HABER MERKEZİ- Arkeologlar, Kudüs’ün kuzeybatısında yer alan Xirbat el-Masani adlı Bizans manastırında, içinde kadın, erkek ve çocuklara ait iskeletlerin bulunduğu mezarları ortaya çıkardı. Ancak araştırmacıları en çok şaşırtan, bir kadın iskeletinin ağır metal zincirlere sarılı olarak gömülmüş olmasıydı.
Zincirler neden kullanıldı?
MS 380 yılında Hristiyanlığın Roma İmparatorluğu’nun resmi dini haline gelmesiyle birlikte, manastır hareketleri ve çilecilik (asketizm) yaygınlaştı. Bu dönemde keşişler, dünyevi zevklerden arınarak ruhlarını Tanrı’ya adamak için çeşitli bedensel fedakârlıklar uyguluyordu. Kendini zincirleme, hareket kabiliyetini kısıtlayarak ruhsal arınmayı sağlama yöntemlerinden biriydi.
Çalışmanın ortak yazarı ve Weizmann Bilim Enstitüsü’nden arkeolog Elisabetta Boaretto, erkek çilecilerin zincir kullanmasının bilinen bir uygulama olduğunu, ancak kadınlarda bu yönteme çok nadir rastlandığını belirtiyor.
Kadının cinsiyeti nasıl belirlendi?
Başlangıçta iskeletin bir erkeğe ait olduğu düşünülüyordu. Ancak Journal of Archaeological Science: Reports dergisinde yayımlanan bir çalışmaya göre, araştırmacılar diş minesinde yapılan analizler sonucunda bireyin biyolojik olarak kadın olduğunu tespit etti.
Bilim insanları, iskeletin 30 ila 60 yaşları arasında olduğunu ve diş minesi üzerindeki peptit analizleri sayesinde X kromozomuyla ilişkili AMELX genini bulduklarını, ancak Y kromozomuyla ilişkili AMELY genine rastlamadıklarını belirtti.

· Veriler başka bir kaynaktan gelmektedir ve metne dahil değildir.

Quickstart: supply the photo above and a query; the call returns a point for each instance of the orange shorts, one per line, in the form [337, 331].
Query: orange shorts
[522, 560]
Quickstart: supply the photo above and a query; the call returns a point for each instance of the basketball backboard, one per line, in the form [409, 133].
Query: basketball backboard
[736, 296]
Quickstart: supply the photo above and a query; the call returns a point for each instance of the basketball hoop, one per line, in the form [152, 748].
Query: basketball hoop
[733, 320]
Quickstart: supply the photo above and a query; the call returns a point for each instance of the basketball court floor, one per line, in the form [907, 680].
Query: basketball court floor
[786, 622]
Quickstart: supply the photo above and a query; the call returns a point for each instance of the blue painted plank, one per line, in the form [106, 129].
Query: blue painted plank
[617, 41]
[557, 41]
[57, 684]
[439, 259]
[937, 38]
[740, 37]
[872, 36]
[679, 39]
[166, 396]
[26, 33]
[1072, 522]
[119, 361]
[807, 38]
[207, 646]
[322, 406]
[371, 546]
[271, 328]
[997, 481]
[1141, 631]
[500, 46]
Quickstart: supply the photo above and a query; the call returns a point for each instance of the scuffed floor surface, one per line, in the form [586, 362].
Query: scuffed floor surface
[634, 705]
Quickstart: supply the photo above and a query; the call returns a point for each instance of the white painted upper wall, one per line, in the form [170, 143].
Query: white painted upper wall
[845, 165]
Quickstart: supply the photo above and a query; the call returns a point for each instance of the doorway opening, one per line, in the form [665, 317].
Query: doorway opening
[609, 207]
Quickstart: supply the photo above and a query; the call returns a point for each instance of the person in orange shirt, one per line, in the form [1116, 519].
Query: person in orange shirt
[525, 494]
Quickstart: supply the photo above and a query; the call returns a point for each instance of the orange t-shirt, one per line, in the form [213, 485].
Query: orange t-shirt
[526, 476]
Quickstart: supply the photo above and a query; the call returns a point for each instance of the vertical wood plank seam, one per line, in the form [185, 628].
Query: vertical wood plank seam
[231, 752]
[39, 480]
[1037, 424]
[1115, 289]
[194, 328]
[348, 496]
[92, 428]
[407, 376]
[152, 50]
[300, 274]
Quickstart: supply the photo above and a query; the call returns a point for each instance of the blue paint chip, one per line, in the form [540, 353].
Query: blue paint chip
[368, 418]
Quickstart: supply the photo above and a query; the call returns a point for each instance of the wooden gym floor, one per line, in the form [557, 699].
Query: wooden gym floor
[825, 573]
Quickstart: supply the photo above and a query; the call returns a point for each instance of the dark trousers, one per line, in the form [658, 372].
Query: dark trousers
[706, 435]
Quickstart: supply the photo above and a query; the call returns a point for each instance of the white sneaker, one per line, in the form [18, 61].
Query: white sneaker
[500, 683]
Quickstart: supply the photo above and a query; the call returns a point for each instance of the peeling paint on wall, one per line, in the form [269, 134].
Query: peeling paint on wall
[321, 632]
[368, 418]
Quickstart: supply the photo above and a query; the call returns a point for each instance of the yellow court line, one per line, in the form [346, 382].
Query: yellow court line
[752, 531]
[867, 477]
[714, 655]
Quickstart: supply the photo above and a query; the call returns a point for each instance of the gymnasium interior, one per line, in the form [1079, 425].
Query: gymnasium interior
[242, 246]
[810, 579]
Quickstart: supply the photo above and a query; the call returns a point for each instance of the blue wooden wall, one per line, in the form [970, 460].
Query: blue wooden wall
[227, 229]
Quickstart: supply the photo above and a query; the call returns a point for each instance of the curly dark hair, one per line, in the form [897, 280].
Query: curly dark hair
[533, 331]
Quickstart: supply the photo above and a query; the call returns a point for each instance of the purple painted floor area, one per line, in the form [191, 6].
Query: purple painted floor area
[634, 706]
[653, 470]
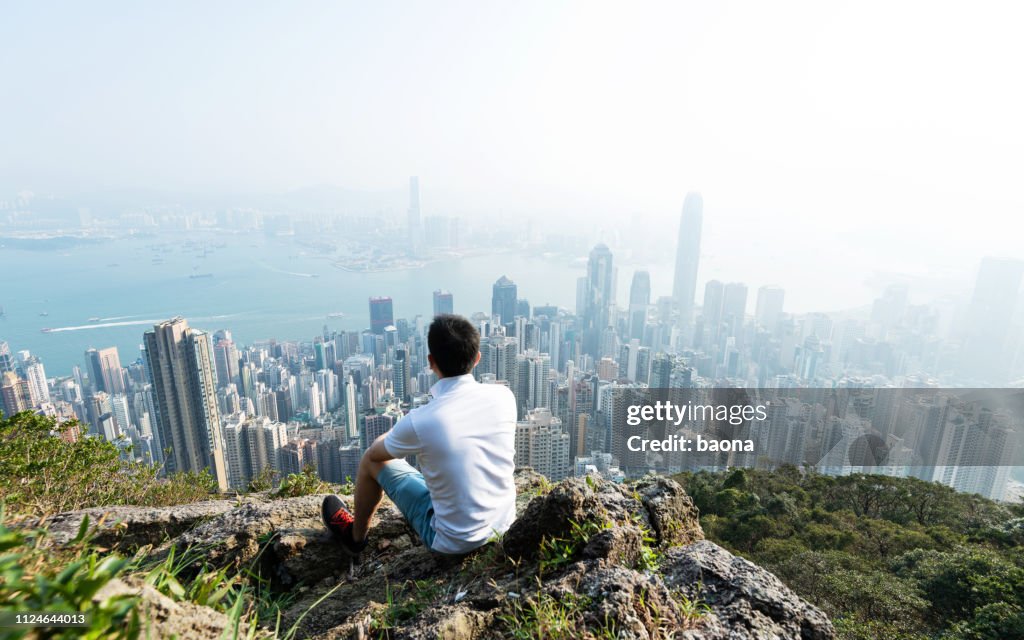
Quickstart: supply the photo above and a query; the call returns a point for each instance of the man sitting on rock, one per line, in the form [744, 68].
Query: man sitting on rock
[464, 442]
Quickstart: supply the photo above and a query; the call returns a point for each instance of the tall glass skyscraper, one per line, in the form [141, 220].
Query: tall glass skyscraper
[381, 313]
[184, 389]
[503, 300]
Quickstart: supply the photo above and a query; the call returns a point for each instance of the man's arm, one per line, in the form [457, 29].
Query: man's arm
[377, 452]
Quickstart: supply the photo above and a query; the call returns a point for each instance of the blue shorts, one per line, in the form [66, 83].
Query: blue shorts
[407, 488]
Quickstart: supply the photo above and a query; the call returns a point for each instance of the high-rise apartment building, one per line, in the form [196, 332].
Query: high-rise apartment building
[598, 298]
[415, 226]
[443, 303]
[542, 443]
[381, 313]
[104, 370]
[639, 303]
[180, 361]
[987, 350]
[769, 306]
[503, 300]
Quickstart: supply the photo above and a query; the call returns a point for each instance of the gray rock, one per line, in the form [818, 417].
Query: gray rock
[164, 619]
[619, 545]
[744, 599]
[673, 516]
[337, 598]
[135, 526]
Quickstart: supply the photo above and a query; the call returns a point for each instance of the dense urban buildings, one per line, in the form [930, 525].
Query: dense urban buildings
[868, 391]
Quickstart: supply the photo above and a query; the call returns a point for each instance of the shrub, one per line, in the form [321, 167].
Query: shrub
[42, 473]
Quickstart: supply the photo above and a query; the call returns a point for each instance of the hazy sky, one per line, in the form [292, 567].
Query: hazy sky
[892, 130]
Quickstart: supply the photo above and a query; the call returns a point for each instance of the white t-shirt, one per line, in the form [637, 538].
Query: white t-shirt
[464, 440]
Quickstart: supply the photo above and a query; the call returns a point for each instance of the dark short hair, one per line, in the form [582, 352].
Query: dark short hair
[454, 342]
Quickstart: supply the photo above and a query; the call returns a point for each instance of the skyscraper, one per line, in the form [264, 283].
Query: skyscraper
[687, 257]
[734, 307]
[443, 302]
[503, 300]
[986, 351]
[599, 296]
[712, 309]
[381, 313]
[639, 303]
[226, 358]
[104, 370]
[180, 361]
[769, 306]
[6, 359]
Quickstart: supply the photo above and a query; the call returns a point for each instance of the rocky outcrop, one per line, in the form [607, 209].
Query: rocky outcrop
[585, 558]
[163, 617]
[134, 526]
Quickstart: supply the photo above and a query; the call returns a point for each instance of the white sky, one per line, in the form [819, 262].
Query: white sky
[885, 131]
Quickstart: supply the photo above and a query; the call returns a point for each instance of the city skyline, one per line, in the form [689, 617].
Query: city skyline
[198, 400]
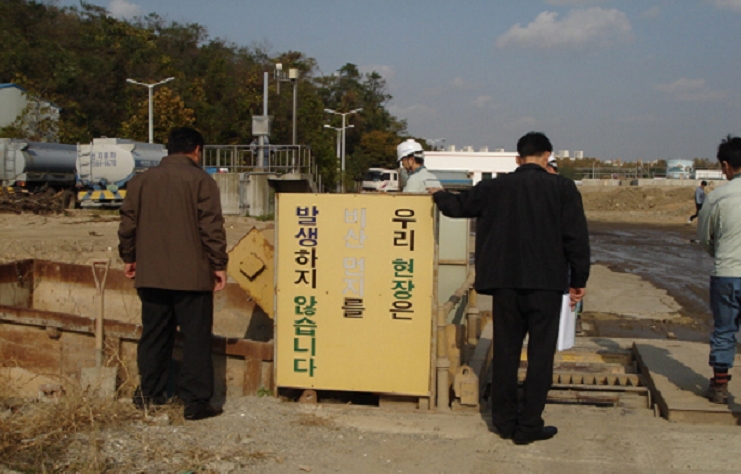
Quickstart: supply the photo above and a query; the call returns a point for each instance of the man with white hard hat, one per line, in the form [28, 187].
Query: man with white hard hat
[411, 157]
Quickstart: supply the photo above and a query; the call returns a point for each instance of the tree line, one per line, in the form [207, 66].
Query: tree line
[80, 57]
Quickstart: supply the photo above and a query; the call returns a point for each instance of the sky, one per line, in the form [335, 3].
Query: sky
[623, 79]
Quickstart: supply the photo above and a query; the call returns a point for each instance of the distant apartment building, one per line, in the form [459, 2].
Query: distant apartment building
[36, 118]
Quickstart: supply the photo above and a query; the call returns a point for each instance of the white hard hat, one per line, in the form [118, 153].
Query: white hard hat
[409, 147]
[552, 162]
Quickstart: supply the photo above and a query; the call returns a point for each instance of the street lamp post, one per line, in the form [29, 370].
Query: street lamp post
[343, 128]
[151, 107]
[432, 141]
[292, 77]
[339, 149]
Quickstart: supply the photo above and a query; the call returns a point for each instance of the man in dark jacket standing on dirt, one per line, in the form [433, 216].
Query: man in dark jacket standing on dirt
[173, 243]
[531, 232]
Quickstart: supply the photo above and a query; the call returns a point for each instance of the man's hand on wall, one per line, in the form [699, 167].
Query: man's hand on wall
[576, 294]
[130, 270]
[220, 280]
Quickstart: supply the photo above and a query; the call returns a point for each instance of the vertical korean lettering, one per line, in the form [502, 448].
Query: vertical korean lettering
[305, 321]
[402, 284]
[354, 267]
[304, 340]
[307, 238]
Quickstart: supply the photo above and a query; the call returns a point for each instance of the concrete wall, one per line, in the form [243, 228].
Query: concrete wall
[651, 182]
[600, 182]
[67, 288]
[12, 103]
[229, 187]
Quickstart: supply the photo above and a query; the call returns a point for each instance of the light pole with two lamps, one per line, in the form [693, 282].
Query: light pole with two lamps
[432, 142]
[151, 107]
[339, 149]
[292, 77]
[342, 129]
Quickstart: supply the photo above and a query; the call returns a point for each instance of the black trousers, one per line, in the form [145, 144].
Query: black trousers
[517, 312]
[162, 312]
[698, 206]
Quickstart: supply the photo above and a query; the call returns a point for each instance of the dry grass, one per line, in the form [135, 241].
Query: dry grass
[33, 434]
[310, 419]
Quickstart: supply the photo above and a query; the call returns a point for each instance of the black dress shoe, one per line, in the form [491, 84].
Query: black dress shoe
[141, 402]
[504, 433]
[200, 412]
[523, 437]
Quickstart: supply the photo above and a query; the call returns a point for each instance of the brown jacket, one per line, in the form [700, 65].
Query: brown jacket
[172, 227]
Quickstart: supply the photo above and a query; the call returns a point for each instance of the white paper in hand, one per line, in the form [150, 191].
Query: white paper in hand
[566, 325]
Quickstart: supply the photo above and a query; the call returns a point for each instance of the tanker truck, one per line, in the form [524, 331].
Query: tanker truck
[92, 175]
[107, 164]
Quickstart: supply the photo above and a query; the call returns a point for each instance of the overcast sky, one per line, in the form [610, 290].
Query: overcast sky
[623, 79]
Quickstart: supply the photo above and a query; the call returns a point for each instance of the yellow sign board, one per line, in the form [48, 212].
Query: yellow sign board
[354, 292]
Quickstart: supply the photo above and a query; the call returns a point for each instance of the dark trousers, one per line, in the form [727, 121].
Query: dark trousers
[162, 312]
[517, 312]
[698, 206]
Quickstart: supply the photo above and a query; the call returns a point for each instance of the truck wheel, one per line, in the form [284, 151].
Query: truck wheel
[69, 200]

Ölümden sonra bile devam eden çilecilik
Tarihsel kayıtlara göre, kadın çileciler özellikle soylu sınıf içerisinde yaygındı. Ancak genellikle dua, oruç ve meditasyon gibi daha az fiziksel fedakârlık içeren yöntemler tercih ediliyordu. Zincir takmak gibi aşırı çilecilik uygulamaları ise son derece nadirdi.
Elisabetta Boaretto’ya göre, bu kadın hayatı boyunca zincirleriyle özdeşleşmiş olabilir ve ölümünden sonra bile bu kimliğinin korunması için zincirleri çıkarılmamış olabilir.
“Bu mezarın, onun ruhani bağlılığını ölümünden sonra bile onurlandırmak amacıyla bu şekilde düzenlendiğini düşünüyoruz” diyen Elisabetta Boaretto, bu keşfin kadın çilecilik geleneği hakkında önemli bir tarihi pencere açtığını ifade etti.